Performance — ~5–20 ms per call after model load (CPU, single-threaded).
Semantic search with vectorDb
import { ai, vectorDb } from 'veloxkit'
const db = await vectorDb.open('embeddings.db')
// Upsert documents
for (const doc of documents) {
const vec = await ai.embed(doc.text)
await db.upsert('docs', doc.id, vec, { title: doc.title })
}
// Search
const query = await ai.embed('how do I reset my password?')
const results = await db.search('docs', query, 5)
// → [{ id, score, metadata }]ai.generate(prompt, opts?)
Generate text using Phi-2 (quantized 4-bit, CPU).
const output = await ai.generate('Summarize this text: ...', {
maxTokens: 200, // default 200
temperature: 0.7, // default 0.7; higher = more creative
})
console.log(output)Options
| Option | Type | Default | Description |
|---|---|---|---|
maxTokens | number | 200 | Maximum tokens to generate |
temperature | number | 0.7 | Sampling temperature (0 = deterministic, 1 = very random) |
Returns Promise<string> — full generated text.
Performance — ~10–30 seconds per 200 tokens on CPU. Consider calling during background tasks or on user initiation.
function GenerateButton({ prompt }: { prompt: string }) {
const [output, setOutput] = useState('')
const [loading, setLoading] = useState(false)
const handleGenerate = async () => {
setLoading(true)
try {
const result = await ai.generate(prompt, { maxTokens: 150 })
setOutput(result)
} finally {
setLoading(false)
}
}
return (
<View style={{ gap: 12 }}>
<Pressable onPress={handleGenerate} disabled={loading}
style={{ padding: 12, backgroundColor: '#3a3a5e', borderRadius: 8 }}>
<Text>{loading ? 'Generating…' : 'Generate'}</Text>
</Pressable>
{output ? <Text style={{ fontSize: 14, lineHeight: 22 }}>{output}</Text> : null}
</View>
)
}ai.transcribe(audioPath, opts?)
Transcribe an audio file to text using Whisper-tiny (CPU).
const transcript = await ai.transcribe('/recordings/meeting.wav', {
language: 'en', // ISO 639-1 code; empty string = auto-detect (default)
})
console.log(transcript)Options
| Option | Type | Default | Description |
|---|---|---|---|
language | string | '' | ISO 639-1 language code (e.g. 'en', 'fr'). Empty = auto-detect |
Returns Promise<string> — plain text transcript.

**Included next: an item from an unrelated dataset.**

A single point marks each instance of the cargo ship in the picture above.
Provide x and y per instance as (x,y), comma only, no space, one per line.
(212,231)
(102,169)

Supported formats — WAV (16 kHz mono preferred), MP3, FLAC, OGG.
Performance — ~5 seconds for a 30-second clip on CPU.
Record and transcribe
import { ai, dialog } from 'veloxkit'
async function pickAndTranscribe() {
const paths = await dialog.openFile({
filters: [{ name: 'Audio', extensions: ['wav', 'mp3', 'flac', 'ogg'] }],
})
if (!paths) return
const text = await ai.transcribe(paths[0], { language: 'en' })
return text
}Best practices
Warm up models at startup
// In your app entry point — downloads happen here, not mid-session
useEffect(() => {
const warmUp = async () => {
// Trigger model load in background
await ai.embed('warmup').catch(() => {})
}
warmUp()
}, [])Battery-aware generation
import { system } from 'veloxkit'
async function safeGenerate(prompt: string) {
const dark = system.getDarkMode() // warm API check
// The Rust layer logs a warning if on battery but doesn't block generation.
// Check manually if you want to warn the user:
const batt = await battery.getStatus()
if (batt && !batt.charging && batt.level < 0.2) {
throw new Error('Battery too low for AI inference — please plug in.')
}
return ai.generate(prompt)
}All inference runs on CPU using SIMD acceleration. GPU support (CUDA / Metal) is planned for a future release. The ~/.cache/huggingface/ directory is shared with other HuggingFace tools — if you've already downloaded these models via Python, they won't be re-downloaded.